Provavelmente o trabalho mais emocional do grupo, o álbum foi inspirado diretamente pelos casos de câncer que afetaram familiares de três dos quatro integrantes da banda nos últimos anos: o guitarrista Bill Kelliher perdeu a mãe por decorrência de um câncer no cérebro, enquanto que o baixista e vocalista Troy Sanders viu a mulher enfrentar um câncer de mama e o baterista e vocalista Brann Dailor acompanhou a mãe durante um tratamento de quimioterapia em uma longa batalha contra a doença.

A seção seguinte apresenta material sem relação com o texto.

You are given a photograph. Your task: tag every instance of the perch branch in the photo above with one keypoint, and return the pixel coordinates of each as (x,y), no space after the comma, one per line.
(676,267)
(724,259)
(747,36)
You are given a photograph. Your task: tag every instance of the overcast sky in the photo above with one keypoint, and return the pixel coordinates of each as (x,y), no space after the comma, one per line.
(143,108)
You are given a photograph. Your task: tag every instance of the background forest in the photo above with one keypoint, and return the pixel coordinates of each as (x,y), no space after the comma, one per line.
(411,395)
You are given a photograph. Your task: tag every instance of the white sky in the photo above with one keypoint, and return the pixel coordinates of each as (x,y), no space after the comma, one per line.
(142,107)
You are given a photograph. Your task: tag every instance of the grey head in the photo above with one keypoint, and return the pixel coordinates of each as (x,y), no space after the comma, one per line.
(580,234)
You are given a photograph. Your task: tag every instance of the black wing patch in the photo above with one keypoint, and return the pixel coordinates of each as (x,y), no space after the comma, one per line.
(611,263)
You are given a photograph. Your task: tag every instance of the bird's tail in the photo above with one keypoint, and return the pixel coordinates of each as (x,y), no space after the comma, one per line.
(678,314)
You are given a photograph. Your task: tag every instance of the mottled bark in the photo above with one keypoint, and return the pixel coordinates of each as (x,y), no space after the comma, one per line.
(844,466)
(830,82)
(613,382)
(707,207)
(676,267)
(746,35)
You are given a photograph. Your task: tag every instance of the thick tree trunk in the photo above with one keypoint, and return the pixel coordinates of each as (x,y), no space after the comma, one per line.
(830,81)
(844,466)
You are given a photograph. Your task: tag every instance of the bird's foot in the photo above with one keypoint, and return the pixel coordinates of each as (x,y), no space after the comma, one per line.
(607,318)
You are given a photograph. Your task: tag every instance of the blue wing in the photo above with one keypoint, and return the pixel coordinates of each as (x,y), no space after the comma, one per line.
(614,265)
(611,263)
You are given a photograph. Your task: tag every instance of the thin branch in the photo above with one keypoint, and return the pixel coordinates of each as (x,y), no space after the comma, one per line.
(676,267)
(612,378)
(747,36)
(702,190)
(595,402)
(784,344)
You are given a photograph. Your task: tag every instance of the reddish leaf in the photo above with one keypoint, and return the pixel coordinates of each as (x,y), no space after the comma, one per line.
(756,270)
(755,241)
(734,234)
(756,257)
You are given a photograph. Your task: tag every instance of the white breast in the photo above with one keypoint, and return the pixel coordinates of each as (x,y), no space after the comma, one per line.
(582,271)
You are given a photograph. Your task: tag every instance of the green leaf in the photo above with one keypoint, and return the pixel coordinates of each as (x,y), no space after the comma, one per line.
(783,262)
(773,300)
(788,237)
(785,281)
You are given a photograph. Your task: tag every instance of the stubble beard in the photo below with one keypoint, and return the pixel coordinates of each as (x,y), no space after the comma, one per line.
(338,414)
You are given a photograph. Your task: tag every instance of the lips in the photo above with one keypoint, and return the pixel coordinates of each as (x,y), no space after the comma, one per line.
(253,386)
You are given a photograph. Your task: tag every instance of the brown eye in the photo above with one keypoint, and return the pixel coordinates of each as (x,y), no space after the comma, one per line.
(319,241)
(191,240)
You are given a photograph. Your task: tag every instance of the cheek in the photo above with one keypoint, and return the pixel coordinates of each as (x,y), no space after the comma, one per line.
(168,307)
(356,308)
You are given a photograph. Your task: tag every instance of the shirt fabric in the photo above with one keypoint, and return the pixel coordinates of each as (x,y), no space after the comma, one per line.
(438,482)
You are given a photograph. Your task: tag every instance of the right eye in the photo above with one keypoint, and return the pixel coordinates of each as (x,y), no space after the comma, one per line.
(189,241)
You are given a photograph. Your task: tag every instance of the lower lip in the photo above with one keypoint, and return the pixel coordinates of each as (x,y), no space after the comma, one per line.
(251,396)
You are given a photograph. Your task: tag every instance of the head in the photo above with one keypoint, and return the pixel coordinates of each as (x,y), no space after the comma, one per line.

Na entrevista abaixo, Kelliher fala sobre como essas tragédias todas influenciaram Emperor of Sand, explica como é escrever músicas mais pop, lembra dos primeiros shows da banda no Brasil, em 2015, e fala sobre como parar de beber o ajudou a escrever mais, entre outras coisas.

Esse é o primeiro disco conceitual da banda desde o Crack the Skye . Pensa que é possível estabelecer algumas conexões entre os discos? Além desse lance conceitual, vocês também trouxeram o Brendan O'Brien (que produziu o CtS) de volta como produtor e temos ainda o fato de que ambos os álbuns foram feitos durante épocas turbulentas para a banda.
Sim. Com o Crack the Skye, foi a primeira vez em que pegamos uma história da vida real. Bem, não exatamente uma história, mas transformamos um fato triste da vida real, um acontecimento muito pessoal em música, com letras, a parte visual e tudo mais. Não foi algo literal sobre o suicídio da irmã do Brann, mas definitivamente uma ode à memória dela. E começamos a ficar um pouco pessoais, com essas coisas da vida real e tudo mais, mas contadas por meio de uma outra história, com muitas metáforas, nas músicas.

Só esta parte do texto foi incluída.